Por: Martín Rodríguez Yebra
Ella y su entorno le dan vueltas al episodio como si se resistieran a aceptar plácidamente que el ataque haya sido pensado y ejecutado por un par de marginales desequilibrados.
En el shock retroactivo por el ataque del que no se percató mientras ocurría, la vicepresidenta deja fluir pensamientos conspirativos como en un juego de espejos con la enorme cantidad de argentinos que, tal como revelan las encuestas, cree que todo se trató de un montaje concebido para mejorar la imagen del kirchnerismo.
Pero el paso de los días empieza a acomodar la racionalidad por sobre las emociones. Cristina moderó su exposición, ordenó reforzar su esquema de seguridad personal, canceló la agitación callejera permanente que siguió a la acusación de corrupción que expresó el fiscal Diego Luciani en el juicio del caso Vialidad y busca con urgencia darle un sentido político a la bala que no salió.
El ministro del Interior, Wado de Pedro, siguió sus directivas cuando esbozó una convocatoria a la oposición, que prácticamente nadie creyó sincero del otro lado de la grieta. Jorge Capitanich y Axel Kicillof terminaron de redactar en el despacho del Senado de la vicepresidenta un comunicado de los gobernadores del Norte en el que abogan por “la convivencia, el diálogo y la paz social”.
La apelación a la concordia coexiste con el señalamiento sistemático a los rivales políticos como “agentes del odio”. Lo segundo es una suerte de reaseguro para que lo primero no ocurra. El simbolismo kirchnerista refiere a Cristina como una luchadora popular que sufre la persecución violenta e impiadosa de sectores poderosos con ansias de venganza por las políticas que ella impulsó. ¿Qué mejor prueba de ello que una oposición que se niega a dialogar incluso después de un cobarde intento de magnicidio?

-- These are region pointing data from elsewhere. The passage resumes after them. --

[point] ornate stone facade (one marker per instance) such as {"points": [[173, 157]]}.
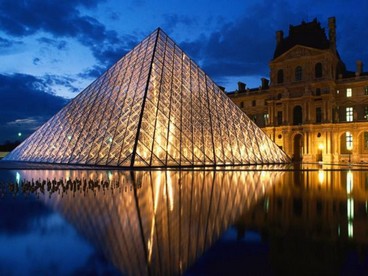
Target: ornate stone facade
{"points": [[314, 109]]}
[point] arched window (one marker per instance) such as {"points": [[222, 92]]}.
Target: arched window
{"points": [[280, 76], [297, 115], [318, 70], [298, 73]]}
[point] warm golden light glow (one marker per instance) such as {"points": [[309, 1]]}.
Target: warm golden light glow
{"points": [[349, 182], [321, 176], [154, 107]]}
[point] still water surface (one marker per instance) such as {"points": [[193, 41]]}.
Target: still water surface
{"points": [[264, 221]]}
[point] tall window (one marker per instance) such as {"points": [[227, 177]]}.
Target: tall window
{"points": [[280, 76], [318, 70], [318, 115], [298, 73], [349, 140], [349, 114], [349, 92], [279, 118]]}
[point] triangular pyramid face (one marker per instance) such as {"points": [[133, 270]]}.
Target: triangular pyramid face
{"points": [[153, 108]]}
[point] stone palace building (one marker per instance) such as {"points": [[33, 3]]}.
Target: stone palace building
{"points": [[312, 107]]}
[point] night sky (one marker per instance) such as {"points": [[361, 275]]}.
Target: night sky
{"points": [[51, 50]]}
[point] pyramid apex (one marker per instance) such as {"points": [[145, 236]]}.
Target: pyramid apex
{"points": [[154, 108]]}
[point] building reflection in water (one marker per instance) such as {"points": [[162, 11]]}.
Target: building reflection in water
{"points": [[313, 219], [157, 222]]}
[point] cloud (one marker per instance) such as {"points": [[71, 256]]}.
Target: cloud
{"points": [[58, 44], [64, 81], [243, 46], [26, 103], [62, 19], [36, 61], [7, 43], [171, 21], [94, 72]]}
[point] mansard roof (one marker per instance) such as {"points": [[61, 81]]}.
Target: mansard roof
{"points": [[309, 34]]}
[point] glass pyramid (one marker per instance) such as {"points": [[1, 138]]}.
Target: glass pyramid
{"points": [[154, 108]]}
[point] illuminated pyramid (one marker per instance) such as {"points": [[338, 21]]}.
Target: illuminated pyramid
{"points": [[154, 108]]}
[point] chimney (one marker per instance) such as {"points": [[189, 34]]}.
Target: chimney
{"points": [[332, 32], [279, 37], [264, 83], [359, 67], [241, 86]]}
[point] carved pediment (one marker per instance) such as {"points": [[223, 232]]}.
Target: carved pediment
{"points": [[298, 52]]}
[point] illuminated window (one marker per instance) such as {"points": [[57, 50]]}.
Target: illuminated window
{"points": [[349, 140], [349, 114], [318, 70], [298, 73], [279, 118], [318, 115], [349, 92], [280, 76]]}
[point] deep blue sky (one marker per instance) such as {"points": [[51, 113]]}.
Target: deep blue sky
{"points": [[50, 50]]}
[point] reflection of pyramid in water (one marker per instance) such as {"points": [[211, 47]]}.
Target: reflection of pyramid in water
{"points": [[154, 107], [160, 222]]}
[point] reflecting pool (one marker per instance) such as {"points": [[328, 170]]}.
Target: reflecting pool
{"points": [[262, 220]]}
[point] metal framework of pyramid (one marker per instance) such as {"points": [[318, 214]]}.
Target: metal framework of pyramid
{"points": [[154, 108]]}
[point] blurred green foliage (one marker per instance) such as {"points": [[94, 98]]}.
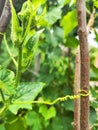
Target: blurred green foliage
{"points": [[53, 63]]}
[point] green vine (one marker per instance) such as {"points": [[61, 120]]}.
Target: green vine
{"points": [[19, 69]]}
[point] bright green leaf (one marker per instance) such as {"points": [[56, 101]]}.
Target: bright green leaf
{"points": [[7, 81], [25, 94], [30, 48], [50, 113], [33, 120], [18, 123], [47, 113], [53, 15], [16, 30], [69, 22], [2, 127], [96, 3], [93, 116]]}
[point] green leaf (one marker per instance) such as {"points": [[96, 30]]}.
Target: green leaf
{"points": [[7, 81], [51, 16], [63, 2], [16, 30], [33, 120], [30, 48], [25, 94], [2, 127], [69, 22], [96, 3], [93, 116], [47, 113], [16, 123], [72, 42]]}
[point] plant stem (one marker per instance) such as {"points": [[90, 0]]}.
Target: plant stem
{"points": [[9, 52], [19, 69], [2, 95]]}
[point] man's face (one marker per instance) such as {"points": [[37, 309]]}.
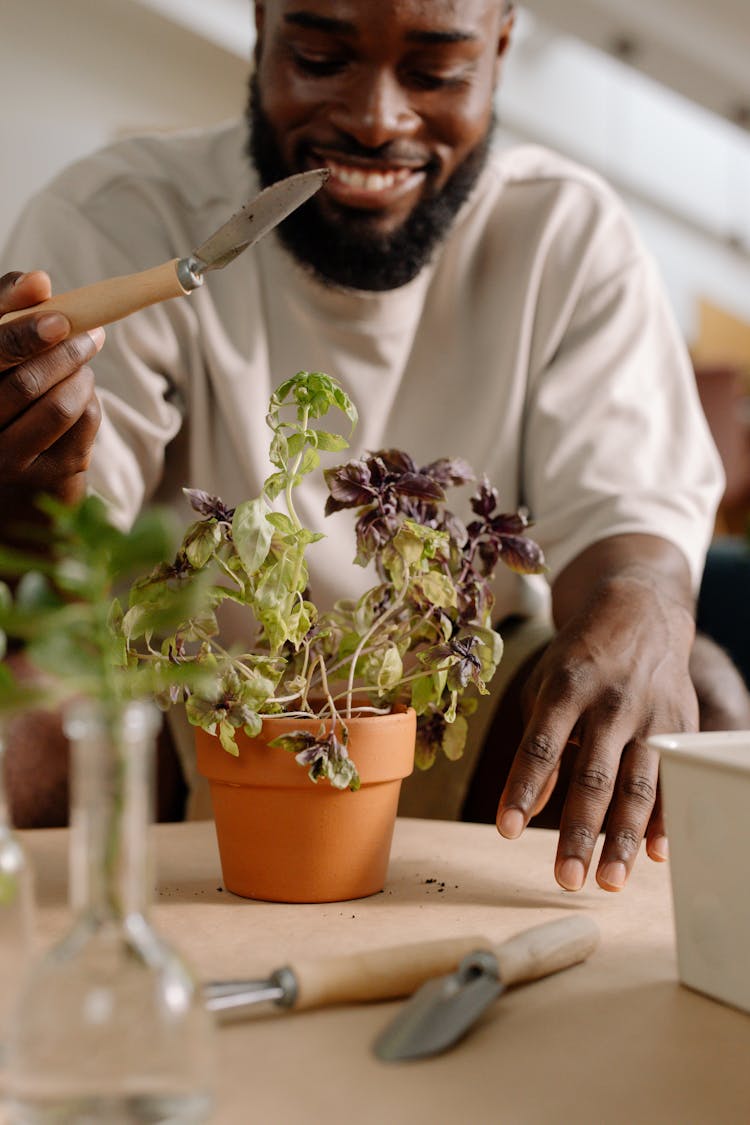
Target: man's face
{"points": [[395, 97]]}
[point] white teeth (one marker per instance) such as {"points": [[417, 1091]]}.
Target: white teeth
{"points": [[368, 181]]}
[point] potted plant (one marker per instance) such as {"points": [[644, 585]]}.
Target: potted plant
{"points": [[332, 692]]}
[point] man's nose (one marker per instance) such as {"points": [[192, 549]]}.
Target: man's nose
{"points": [[376, 110]]}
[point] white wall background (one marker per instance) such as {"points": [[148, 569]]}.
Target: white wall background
{"points": [[77, 74]]}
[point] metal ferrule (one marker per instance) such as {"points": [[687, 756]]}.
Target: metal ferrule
{"points": [[190, 272]]}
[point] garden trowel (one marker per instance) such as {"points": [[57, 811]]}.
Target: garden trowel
{"points": [[117, 297], [397, 971], [443, 1009]]}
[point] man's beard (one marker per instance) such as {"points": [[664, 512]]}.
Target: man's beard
{"points": [[345, 250]]}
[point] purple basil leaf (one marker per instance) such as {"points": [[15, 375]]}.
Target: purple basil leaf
{"points": [[509, 523], [206, 504], [419, 486], [350, 485], [395, 461], [522, 555], [450, 470]]}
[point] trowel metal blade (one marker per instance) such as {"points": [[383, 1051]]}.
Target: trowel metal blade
{"points": [[442, 1010]]}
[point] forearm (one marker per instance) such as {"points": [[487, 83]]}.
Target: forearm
{"points": [[630, 558]]}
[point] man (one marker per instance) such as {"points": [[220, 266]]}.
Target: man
{"points": [[496, 306]]}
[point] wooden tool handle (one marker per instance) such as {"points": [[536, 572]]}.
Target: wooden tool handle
{"points": [[110, 300], [547, 948], [380, 974]]}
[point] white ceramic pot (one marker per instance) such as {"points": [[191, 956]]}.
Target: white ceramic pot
{"points": [[705, 780]]}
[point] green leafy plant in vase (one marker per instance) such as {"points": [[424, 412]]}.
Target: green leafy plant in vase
{"points": [[419, 640], [109, 1024]]}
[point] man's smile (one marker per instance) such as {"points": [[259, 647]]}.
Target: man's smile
{"points": [[369, 185]]}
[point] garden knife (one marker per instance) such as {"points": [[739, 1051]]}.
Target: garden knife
{"points": [[443, 1009], [117, 297], [382, 974]]}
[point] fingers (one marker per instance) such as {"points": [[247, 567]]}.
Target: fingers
{"points": [[657, 845], [25, 338], [48, 410], [552, 711], [629, 816], [69, 411], [29, 381]]}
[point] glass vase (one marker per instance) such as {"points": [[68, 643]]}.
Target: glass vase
{"points": [[16, 910], [110, 1026]]}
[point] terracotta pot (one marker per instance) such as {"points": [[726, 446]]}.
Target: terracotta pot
{"points": [[283, 838]]}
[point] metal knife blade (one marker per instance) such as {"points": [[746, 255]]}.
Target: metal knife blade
{"points": [[111, 299], [256, 217], [442, 1010], [348, 978]]}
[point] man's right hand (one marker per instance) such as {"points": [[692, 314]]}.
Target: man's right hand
{"points": [[48, 410]]}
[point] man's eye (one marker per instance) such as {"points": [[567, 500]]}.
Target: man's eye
{"points": [[318, 65], [426, 81]]}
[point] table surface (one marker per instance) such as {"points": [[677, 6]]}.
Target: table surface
{"points": [[615, 1040]]}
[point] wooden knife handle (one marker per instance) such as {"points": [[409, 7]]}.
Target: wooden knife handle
{"points": [[379, 974], [110, 300], [547, 948]]}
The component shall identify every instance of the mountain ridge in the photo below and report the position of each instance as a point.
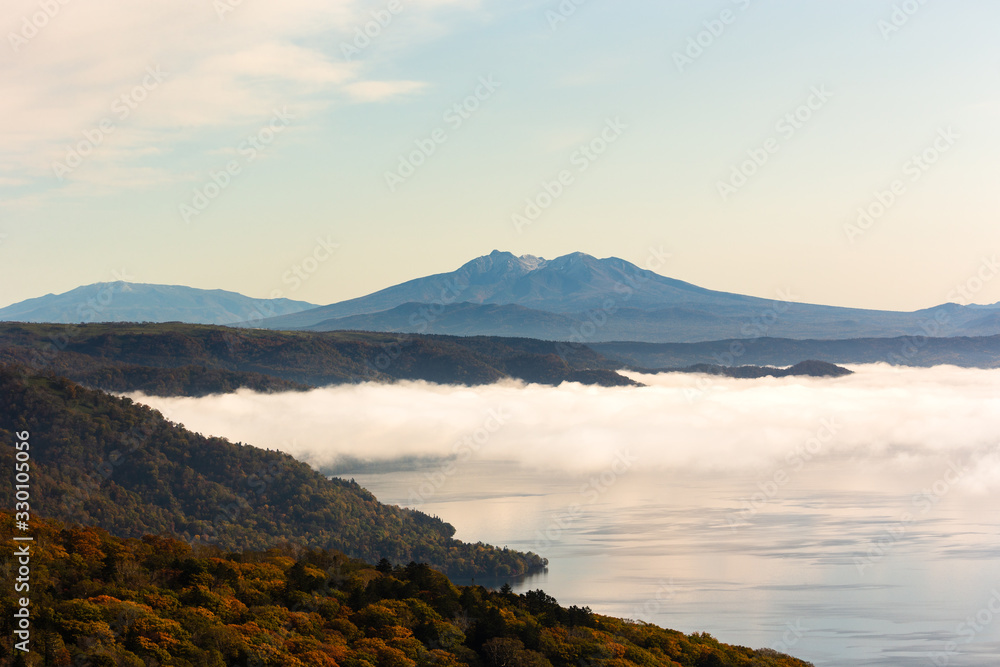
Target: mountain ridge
(616, 300)
(148, 302)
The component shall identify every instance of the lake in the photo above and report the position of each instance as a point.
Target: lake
(848, 521)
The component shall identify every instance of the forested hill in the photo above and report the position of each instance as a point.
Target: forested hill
(101, 460)
(100, 600)
(194, 360)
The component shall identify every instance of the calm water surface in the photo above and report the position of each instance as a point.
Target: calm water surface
(836, 565)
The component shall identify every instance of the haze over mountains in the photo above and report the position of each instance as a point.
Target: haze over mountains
(139, 302)
(576, 297)
(581, 298)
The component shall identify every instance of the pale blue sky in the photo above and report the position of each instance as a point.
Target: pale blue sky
(892, 94)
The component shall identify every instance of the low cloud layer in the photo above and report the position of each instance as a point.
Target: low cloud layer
(882, 415)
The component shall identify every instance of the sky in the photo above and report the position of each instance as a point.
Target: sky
(843, 150)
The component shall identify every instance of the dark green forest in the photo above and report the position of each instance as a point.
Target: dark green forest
(107, 461)
(102, 601)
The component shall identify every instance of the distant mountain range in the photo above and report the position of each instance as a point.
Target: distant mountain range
(138, 302)
(575, 297)
(583, 299)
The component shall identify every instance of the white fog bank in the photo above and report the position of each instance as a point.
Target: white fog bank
(882, 414)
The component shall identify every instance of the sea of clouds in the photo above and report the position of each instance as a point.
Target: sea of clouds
(884, 415)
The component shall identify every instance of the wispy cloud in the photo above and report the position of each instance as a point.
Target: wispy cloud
(224, 65)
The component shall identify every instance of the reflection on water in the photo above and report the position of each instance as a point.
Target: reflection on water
(849, 521)
(846, 561)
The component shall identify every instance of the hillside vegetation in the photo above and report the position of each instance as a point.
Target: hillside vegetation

La condición de víctima de Cristina se sueña entre camporistas y afines como una suerte de coraza moral, que va más allá del hecho repudiable que sufrió en la vereda de su casa. Sería la prueba última de su inocencia, como estuvo a punto de postular Kicillof cuando dijo que el alegato del fiscal Luciani había desencadenado el ataque demencial del vendedor de algodón de azúcar Fernando Sabag Montiel y su novia, Brenda Uliarte.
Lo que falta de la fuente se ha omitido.